The prosecutor said that Jordan, who at the time of the killing was on parole for robbery, left prints on Robinson’s glasses, according to newspaper articles. Jordan received essentially a life sentence after being convicted of first-degree murder, rape and aggravated burglary. A second man also was convicted in the killing, but the Kansas Supreme Court later set aside the verdict against the second man, said Jones, Robinson’s oldest sister.
Jones and Colvin maintain that the evidence indicated it took two people to commit the crimes against their younger sister.
Colvin was 27 with two small children at the time of her sister’s killing. She says the anger and depression she felt took away two years of her life. “I was so angry that somebody this young and this delightful” was killed so violently.
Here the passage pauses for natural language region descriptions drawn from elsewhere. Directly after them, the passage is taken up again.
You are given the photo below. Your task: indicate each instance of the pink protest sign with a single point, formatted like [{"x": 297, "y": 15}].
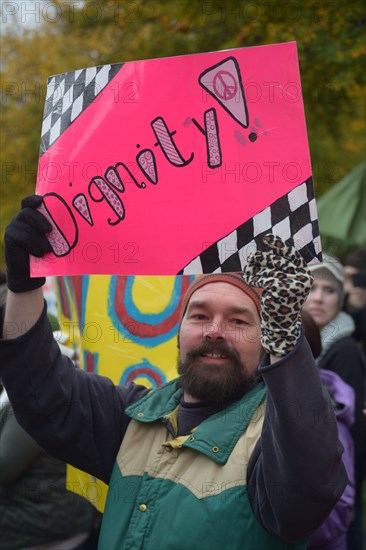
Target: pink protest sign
[{"x": 176, "y": 165}]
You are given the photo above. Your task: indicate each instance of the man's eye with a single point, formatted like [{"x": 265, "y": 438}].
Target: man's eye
[
  {"x": 329, "y": 290},
  {"x": 198, "y": 316}
]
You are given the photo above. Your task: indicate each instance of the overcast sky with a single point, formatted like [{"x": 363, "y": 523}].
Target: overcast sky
[{"x": 30, "y": 13}]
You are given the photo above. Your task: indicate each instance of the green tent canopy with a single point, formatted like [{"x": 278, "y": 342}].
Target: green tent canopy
[{"x": 342, "y": 213}]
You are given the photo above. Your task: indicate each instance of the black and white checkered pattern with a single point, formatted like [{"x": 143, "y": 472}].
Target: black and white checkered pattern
[
  {"x": 68, "y": 95},
  {"x": 293, "y": 217}
]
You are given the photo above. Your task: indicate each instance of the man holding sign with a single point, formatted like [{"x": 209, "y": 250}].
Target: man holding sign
[{"x": 240, "y": 451}]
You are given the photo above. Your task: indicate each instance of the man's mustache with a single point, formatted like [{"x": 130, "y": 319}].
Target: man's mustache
[{"x": 213, "y": 346}]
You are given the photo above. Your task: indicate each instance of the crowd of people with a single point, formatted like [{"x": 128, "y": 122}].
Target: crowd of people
[{"x": 259, "y": 443}]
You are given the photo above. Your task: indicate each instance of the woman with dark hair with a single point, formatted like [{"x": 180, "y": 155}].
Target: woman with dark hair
[{"x": 332, "y": 534}]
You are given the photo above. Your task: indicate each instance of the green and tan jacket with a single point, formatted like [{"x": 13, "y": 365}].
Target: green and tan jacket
[
  {"x": 240, "y": 480},
  {"x": 190, "y": 491}
]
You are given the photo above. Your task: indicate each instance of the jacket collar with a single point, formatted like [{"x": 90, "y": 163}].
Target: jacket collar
[{"x": 217, "y": 435}]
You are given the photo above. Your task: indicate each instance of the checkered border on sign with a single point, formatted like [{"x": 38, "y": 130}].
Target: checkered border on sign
[
  {"x": 293, "y": 217},
  {"x": 68, "y": 95}
]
Colvin, who had often done her sister’s makeup for special occasions, insisted on doing it for the viewing.
She wanted her sister’s body to be touched by someone who loved her.
Colvin insisted on seeing the autopsy photos. She felt she had to see them so she could endure some of the pain her sister suffered.
Later, she wished she hadn’t seen the photos, “because they’re there in my head.”
Jones said her sister’s death prompted her parents, Stanley and Pat Robinson, to move to Colorado from Augusta, where her father owned Robinson Electric. In Colorado, the couple started a Parents of Murdered Children chapter, and eventually Pat Robinson was speaking to inmates in Colorado and elsewhere about how their crimes affected a lot of people, not just them and their victims.
Five years ago, before Pat Robinson died, she met with Jordan at the El Dorado prison, Jones said.
“She wanted to sit down across the table from him and ask him, ‘Why?’ ”
Jones said her mother “actually forgave him that day. … She said he cried. … I don’t care if he cried.”
Tuesday’s hearing will be the third time Jordan has been considered for parole.
Colvin said the family has been left with the impression that there is a chance that Jordan could be released.
Jones noted that Jordan has a long disciplinary record while in prison. “He’s not been a good, model prisoner at all.”
“I would be very fearful of him coming out,” Colvin said.